Minha fé me permite odiar. Odiar meu irmão, minha sobrinha, meu tio. Que Deus os perdoe! Quanto pecado! "Não atire a primeira pedra". Minha fé remove montanhas, e as coloca bem aqui, entre eu e você, para que eu não te veja. Para que eu me veja, e só, e ache que sou o centro do mundo. Não Deus, não as crianças, não os animais, não aquele que ama, não aquele que se doa, não aquele que vive uma vida justa sem julgar ninguém, não aquele que não vai na igreja porque cansou de ser parte de um grupo que em essência exclui. O centro do mundo sou eu, eu e minha interpretação completa e única do que Deus quis dizer quando disse "ame o seu proximo". A fé move montanhas, e as coloca entre eu e meu próximo. "A fe é a certeza daquilo que não vemos". Minha fé, a certeza que estou certo mesmo sem estar. E fecho os olhos e os ouvidos, e abro a boca e falo sem parar, e sem pensar. E em nome de Deus alimento o ódio, o rancor, a violência, a falta de cuidado com quem não tem o que comer. Em nome de Deus faço tudo, menos ser uma pessoa melhor.

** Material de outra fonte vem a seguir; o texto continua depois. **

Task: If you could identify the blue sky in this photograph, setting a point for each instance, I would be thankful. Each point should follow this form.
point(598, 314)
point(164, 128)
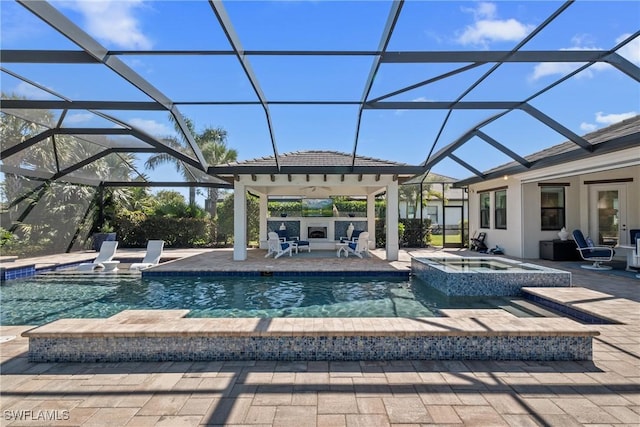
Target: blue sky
point(595, 98)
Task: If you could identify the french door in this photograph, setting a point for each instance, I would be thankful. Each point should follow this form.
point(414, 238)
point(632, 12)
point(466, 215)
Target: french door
point(608, 214)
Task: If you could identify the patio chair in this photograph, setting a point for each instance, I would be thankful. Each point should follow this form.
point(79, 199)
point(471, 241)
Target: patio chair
point(477, 243)
point(103, 260)
point(361, 247)
point(355, 235)
point(276, 247)
point(284, 237)
point(590, 252)
point(152, 257)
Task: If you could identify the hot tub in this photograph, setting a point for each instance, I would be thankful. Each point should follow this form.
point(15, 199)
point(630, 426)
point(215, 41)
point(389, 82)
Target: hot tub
point(466, 276)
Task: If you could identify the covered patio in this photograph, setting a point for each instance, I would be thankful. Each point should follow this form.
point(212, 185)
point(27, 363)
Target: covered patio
point(316, 176)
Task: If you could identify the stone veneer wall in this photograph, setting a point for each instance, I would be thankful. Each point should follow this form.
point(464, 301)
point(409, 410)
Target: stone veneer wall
point(493, 283)
point(288, 348)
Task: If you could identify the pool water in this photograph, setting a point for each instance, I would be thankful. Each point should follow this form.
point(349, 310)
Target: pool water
point(48, 297)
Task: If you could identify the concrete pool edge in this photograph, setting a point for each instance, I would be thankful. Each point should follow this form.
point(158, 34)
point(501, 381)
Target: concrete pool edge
point(485, 282)
point(134, 336)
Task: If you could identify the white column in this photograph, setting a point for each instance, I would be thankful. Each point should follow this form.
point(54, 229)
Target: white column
point(371, 219)
point(264, 210)
point(392, 221)
point(239, 222)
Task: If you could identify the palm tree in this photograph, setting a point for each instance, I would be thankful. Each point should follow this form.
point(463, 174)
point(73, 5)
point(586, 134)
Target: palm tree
point(213, 145)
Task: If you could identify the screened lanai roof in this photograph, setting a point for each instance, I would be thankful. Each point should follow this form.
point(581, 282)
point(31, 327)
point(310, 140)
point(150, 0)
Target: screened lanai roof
point(91, 90)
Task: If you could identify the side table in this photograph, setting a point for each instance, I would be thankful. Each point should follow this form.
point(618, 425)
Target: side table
point(559, 250)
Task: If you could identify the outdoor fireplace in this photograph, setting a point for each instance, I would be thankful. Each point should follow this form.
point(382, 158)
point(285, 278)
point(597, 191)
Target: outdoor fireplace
point(317, 232)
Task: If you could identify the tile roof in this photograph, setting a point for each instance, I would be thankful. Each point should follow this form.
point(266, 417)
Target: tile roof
point(623, 128)
point(315, 158)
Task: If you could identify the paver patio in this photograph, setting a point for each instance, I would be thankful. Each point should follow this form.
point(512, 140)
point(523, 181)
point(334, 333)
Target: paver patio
point(605, 391)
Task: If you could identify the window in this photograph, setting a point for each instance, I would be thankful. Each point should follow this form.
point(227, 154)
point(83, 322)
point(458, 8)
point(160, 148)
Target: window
point(501, 209)
point(411, 211)
point(485, 208)
point(432, 214)
point(552, 214)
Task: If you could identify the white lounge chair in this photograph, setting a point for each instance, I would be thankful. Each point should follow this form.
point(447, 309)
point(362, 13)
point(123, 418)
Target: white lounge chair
point(277, 248)
point(152, 257)
point(103, 261)
point(360, 247)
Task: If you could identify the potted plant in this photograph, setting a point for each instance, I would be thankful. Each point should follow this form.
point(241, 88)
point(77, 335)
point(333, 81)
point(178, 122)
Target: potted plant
point(106, 233)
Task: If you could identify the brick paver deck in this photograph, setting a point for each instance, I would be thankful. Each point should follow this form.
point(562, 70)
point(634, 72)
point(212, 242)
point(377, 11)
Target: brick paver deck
point(605, 391)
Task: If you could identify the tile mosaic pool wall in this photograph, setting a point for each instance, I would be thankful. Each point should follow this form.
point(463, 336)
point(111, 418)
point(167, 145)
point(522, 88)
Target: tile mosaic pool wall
point(166, 335)
point(136, 349)
point(486, 281)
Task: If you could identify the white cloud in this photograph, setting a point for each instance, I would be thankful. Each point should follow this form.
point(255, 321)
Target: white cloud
point(418, 99)
point(606, 119)
point(588, 127)
point(631, 51)
point(487, 28)
point(113, 21)
point(31, 92)
point(482, 10)
point(563, 68)
point(78, 118)
point(151, 127)
point(609, 119)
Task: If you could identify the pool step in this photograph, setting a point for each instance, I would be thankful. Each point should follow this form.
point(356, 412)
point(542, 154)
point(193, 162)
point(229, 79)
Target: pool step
point(531, 309)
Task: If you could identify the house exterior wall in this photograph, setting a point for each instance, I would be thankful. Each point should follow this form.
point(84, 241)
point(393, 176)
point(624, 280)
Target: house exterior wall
point(523, 233)
point(453, 218)
point(510, 239)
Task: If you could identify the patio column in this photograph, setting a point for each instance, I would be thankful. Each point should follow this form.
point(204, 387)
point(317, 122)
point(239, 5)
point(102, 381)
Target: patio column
point(371, 219)
point(239, 221)
point(392, 221)
point(264, 210)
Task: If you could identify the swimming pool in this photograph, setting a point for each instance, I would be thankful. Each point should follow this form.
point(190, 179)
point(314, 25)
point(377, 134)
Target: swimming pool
point(474, 276)
point(49, 297)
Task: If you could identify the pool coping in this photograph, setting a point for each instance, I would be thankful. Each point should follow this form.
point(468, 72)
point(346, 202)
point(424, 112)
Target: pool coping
point(141, 335)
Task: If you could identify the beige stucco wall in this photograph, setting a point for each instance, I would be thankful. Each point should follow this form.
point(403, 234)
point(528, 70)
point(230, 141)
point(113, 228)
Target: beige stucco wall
point(509, 239)
point(523, 234)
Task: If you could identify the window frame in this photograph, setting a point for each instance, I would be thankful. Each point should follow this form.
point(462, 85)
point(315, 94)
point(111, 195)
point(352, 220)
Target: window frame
point(561, 210)
point(485, 209)
point(500, 213)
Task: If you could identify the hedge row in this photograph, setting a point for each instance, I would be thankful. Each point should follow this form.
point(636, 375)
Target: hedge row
point(176, 232)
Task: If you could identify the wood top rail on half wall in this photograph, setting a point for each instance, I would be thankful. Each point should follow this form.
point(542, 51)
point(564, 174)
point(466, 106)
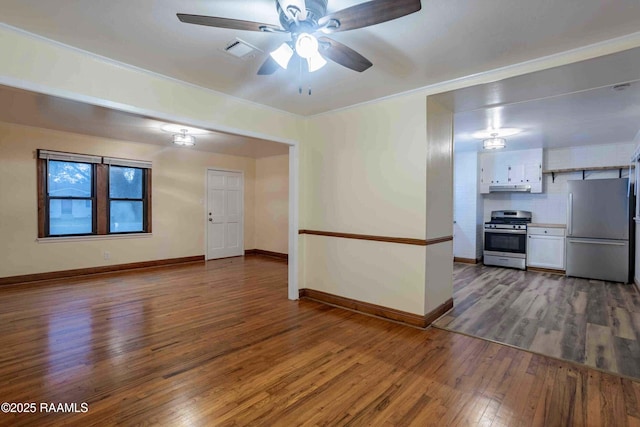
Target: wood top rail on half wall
point(402, 240)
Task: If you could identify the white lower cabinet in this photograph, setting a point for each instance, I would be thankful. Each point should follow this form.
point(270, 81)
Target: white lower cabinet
point(545, 247)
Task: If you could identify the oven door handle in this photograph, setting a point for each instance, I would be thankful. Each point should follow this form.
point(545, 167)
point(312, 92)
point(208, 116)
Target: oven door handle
point(503, 231)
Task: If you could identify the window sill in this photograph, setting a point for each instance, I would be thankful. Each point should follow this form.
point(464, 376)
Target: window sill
point(93, 237)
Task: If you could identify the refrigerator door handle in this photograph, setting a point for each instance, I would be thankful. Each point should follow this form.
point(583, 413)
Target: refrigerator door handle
point(596, 242)
point(569, 214)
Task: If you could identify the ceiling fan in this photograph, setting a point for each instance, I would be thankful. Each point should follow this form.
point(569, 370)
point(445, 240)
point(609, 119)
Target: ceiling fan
point(303, 18)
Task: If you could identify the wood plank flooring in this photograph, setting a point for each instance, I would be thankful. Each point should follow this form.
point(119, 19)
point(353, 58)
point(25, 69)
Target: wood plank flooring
point(585, 321)
point(219, 344)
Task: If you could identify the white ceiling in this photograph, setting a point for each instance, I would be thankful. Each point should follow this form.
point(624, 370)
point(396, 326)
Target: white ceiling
point(572, 105)
point(597, 116)
point(49, 112)
point(445, 40)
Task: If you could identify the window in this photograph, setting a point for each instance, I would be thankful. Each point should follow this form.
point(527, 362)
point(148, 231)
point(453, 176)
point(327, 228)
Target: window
point(86, 195)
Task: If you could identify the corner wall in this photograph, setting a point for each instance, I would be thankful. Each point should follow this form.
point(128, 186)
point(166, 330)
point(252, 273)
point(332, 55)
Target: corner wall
point(272, 204)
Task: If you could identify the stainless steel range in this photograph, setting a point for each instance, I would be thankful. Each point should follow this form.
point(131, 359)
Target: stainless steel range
point(505, 239)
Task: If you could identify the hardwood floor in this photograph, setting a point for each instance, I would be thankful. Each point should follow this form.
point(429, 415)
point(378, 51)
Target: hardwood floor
point(591, 322)
point(219, 344)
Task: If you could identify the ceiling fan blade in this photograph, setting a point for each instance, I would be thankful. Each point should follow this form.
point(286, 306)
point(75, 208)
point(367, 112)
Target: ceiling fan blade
point(298, 4)
point(343, 55)
point(269, 66)
point(234, 24)
point(370, 13)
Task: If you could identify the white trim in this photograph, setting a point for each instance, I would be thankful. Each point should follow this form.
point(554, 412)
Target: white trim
point(68, 157)
point(582, 53)
point(294, 191)
point(142, 164)
point(93, 237)
point(137, 69)
point(206, 205)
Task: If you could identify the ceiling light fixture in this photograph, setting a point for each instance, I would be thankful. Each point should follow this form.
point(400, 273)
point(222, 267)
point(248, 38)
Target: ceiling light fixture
point(183, 139)
point(282, 55)
point(306, 46)
point(494, 142)
point(175, 128)
point(492, 133)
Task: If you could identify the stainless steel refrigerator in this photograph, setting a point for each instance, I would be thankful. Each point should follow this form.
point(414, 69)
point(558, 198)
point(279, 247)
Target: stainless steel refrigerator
point(599, 227)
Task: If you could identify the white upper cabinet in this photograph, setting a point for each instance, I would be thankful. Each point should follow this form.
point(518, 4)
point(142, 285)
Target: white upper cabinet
point(511, 171)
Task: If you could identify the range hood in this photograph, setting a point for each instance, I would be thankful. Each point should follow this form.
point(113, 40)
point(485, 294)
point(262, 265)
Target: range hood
point(509, 188)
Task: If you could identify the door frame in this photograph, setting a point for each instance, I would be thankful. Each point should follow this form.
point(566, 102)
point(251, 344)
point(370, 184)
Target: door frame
point(206, 206)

"Estas seis coisas o Senhor odeia, e a sétima a sua alma abomina: olhos altivos, língua mentirosa, mãos que derramam sangue inocente, o coração que maquina pensamentos perversos, pés que se apressam a correr para o mal, a testemunha falsa que profere mentiras, e o que semeia contendas entre irmãos." Provérbios 6:16-19.




A grande negação


Julho 15, 2016

A Terra gira estranha, empurrando todo mundo, que segue aos trancos e barrancos. Com as dores de ser gente que sente, que pensa, que rumina, que significa. Que ao ver o final do ciclo da vida perde o sentido em viver. Que tem na distância física não apenas um numero de quilômetros, metros, e milhas, mas também um buraco, que queima e congela, tudo junto, ao mesmo tempo. Que vive segundos que são horas, e horas que são sua vida inteira. Ao ver gente virar pétala a gente cai na terra, aos prantos, sem entender nada. É a nossa grande negação, que nos mantém vivos, saltitantes e sorridentes por ai, é a ilusão necessária. Que esconde o maior segredo que seu coração de gente, fraco e sem ritmo, fingi que esqueceu: um dia, todos, de gente viramos flores, e planetas, e pedaços de nuvens. De seres pensantes e cheios de vontades, viramos uma lembrança, um buraco na vida de alguéns. Buraco, sem quilômetros, nem metros, nem milhas. Infinito. Quem não se engana, chora a cada esquina. Não quer levantar. Sente o peso. Que isso menina! Olhe seus minutos, é contagem regressiva: vai sorrir também!